Transportation companies could map out the most cost-effective route using far more parameters than today. Procurement could more easily select the best suppliers for individualized demands. Quantum computing could help people with limited budgets distribute investments for the greatest returns. Manufacturing is another industry where quantum computers could help scale complex assembly, factoring in workers, equipment, raw materials, customer demand and anything else relevant to producing goods, while saving time and maximizing resources.
Proof of quantum computing progress
A sure-fire sign that quantum computing is moving beyond hype and experimentation will be when we see it repeatedly solving real-life problems better than classical computing. However, the technology barriers to this remain huge. One challenge is the inability to store data in a quantum state for reasonably long time periods. Right now, quantum data can be reliably stored on a microsecond timescale.
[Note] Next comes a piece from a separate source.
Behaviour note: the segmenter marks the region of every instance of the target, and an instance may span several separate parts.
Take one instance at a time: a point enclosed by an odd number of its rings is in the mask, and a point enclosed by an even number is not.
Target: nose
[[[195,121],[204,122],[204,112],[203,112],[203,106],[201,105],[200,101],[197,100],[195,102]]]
We need to get to hours, at least.
“By nature, a quantum bit loses its quantum properties over time and as soon as it interacts with other matter. This is called decoherence and it leads to errors,” said Laure Le Bars. “When this happens with classical computers, we correct errors behind the scenes. But for quantum bits, error correction technologies are not that advanced.”
Le Bars added that it’s difficult to control many quantum particles at once. “You need something much more universal and reprogrammable to manage the amount of data for advanced technologies like AI and machine learning,” she said.
Another major obstacle is efficiently transferring data between classical and quantum computers. It’s time-consuming to convert classical computer data from places like social networks, the stock market, or internal company systems into the quantum state for processing. For now, companies would likely spend more time converting data than any benefits gained from quantum computing.
Developers will do the new math
Although quantum computers may not be right around the corner, classical software developers will need to prepare for a different future, long-term.
“Developers will need new skills to build software for quantum computing,” said Le Bars. “It will force programmers and technology architects to think differently about algorithmic problems than they have in the past. It’s not about more power. It’s a different approach and way of programming. Quantum computing could be good for certain problems, and developers need to begin exploring the possibilities.”
Le Bars said that SAP is working with other industry leaders to explore quantum technology, also beyond computing, including the company’s partnership in theQuantum Internet Alliance. While it’s difficult to predict the exact trajectory of quantum computing’s growth in these early days, the ongoing rise of big data means it will eventually impact future business.